Prévention et Réduction des Risques
Il n’est pas possible d’éliminer totalement le risque de grossesse extra-utérine (GEU), mais certains moyens de contraception peuvent le réduire. Le stérilet, en particulier hormonal, baisse également le risque de grossesse en rendant l’utérus moins propice à la nidation.
Afin d’éviter de telles circonstances lors d'une fécondation in vitro, il a été observé que réduire le milieu de culture avec lequel le transfert d’embryon est effectué, le réaliser à une distance prudente du fond utérin et du canal cervical, et se concentrer sur une bonne préparation de l’endomètre est efficace.
Il est fortement recommandé d'arrêter de fumer, car le tabac est un facteur de risque majeur.
Après une Grossesse Extra-Utérine : Perspectives et Conseils
Après une grossesse extra-utérine, il est essentiel de surveiller de près une éventuelle nouvelle grossesse, même si, normalement, il ne devrait pas y avoir de conséquences sur la fertilité. Toutefois, une femme qui a déjà fait une grossesse extra-utérine présente plus de risques d’en faire à nouveau.

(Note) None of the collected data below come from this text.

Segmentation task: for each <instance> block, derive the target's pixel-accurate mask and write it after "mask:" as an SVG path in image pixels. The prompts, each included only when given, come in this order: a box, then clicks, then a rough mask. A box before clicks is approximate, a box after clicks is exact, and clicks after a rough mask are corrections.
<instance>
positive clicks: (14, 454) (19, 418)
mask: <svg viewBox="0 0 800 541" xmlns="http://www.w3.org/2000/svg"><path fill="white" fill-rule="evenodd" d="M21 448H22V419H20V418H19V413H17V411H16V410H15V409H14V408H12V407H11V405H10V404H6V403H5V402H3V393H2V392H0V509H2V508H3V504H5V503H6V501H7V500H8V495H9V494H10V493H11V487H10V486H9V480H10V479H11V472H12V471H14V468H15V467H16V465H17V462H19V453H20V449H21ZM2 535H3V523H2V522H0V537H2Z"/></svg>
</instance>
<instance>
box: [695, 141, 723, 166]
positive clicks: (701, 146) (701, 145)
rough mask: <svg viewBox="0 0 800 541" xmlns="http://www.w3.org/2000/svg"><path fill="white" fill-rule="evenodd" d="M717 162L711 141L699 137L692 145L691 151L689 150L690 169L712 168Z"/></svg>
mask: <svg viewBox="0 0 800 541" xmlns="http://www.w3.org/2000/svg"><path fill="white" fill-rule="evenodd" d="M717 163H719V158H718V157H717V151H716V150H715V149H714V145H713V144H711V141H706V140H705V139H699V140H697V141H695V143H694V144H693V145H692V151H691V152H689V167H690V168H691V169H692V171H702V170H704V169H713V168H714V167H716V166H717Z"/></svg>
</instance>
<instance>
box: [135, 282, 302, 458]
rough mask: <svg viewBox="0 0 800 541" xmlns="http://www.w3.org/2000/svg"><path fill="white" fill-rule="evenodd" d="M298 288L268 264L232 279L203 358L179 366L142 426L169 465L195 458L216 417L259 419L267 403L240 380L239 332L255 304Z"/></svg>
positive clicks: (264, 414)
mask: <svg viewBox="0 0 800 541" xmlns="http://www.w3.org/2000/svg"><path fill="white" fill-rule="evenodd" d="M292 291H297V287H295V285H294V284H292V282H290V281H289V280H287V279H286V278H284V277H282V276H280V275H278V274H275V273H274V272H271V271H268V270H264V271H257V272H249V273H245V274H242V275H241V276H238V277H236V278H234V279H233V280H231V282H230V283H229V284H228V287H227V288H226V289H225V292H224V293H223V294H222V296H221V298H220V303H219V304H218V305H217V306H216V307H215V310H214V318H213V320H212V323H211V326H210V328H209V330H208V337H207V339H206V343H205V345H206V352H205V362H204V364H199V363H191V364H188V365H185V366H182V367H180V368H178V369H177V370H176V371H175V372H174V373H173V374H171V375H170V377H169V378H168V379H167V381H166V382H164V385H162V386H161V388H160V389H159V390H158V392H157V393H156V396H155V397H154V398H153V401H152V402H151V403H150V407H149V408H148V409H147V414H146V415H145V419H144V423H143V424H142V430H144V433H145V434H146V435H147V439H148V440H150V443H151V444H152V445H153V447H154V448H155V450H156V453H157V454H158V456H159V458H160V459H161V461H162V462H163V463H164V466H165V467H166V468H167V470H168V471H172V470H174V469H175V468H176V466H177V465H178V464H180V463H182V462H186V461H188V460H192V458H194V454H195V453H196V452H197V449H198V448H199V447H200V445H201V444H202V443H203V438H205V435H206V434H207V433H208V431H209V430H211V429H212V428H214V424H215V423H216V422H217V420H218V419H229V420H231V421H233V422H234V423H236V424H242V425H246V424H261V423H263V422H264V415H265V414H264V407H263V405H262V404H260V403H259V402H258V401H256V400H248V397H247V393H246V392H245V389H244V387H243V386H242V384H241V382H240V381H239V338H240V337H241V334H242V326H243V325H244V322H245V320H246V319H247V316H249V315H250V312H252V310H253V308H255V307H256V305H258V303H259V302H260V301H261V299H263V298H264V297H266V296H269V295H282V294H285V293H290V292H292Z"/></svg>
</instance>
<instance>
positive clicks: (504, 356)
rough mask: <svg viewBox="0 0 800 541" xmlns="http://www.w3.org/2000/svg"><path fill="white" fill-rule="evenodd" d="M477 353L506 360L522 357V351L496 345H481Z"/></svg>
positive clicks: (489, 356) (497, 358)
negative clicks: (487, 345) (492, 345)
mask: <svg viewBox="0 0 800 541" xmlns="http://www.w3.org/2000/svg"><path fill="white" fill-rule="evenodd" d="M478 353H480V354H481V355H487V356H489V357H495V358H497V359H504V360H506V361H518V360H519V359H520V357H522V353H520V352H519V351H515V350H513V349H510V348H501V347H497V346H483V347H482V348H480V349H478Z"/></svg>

Il ne faut cependant pas se précipiter et se lancer immédiatement dans une autre grossesse. Les médecins recommandent également d'attendre au moins deux mois après l'opération et de commencer à prendre de l'acide folique au moins un mois avant la conception prévue. L'acide folique aide à préparer un environnement approprié pour le bébé dans le corps de la femme. Si votre test de grossesse est positif quelques mois plus tard, ne reportez surtout pas votre visite chez le gynécologue.
Surmonter une grossesse extra-utérine n'est pas facile, alors donnez à votre corps le temps dont il a besoin. La convalescence après une grossesse extra-utérine nécessite beaucoup de repos, tant physique que psychologique.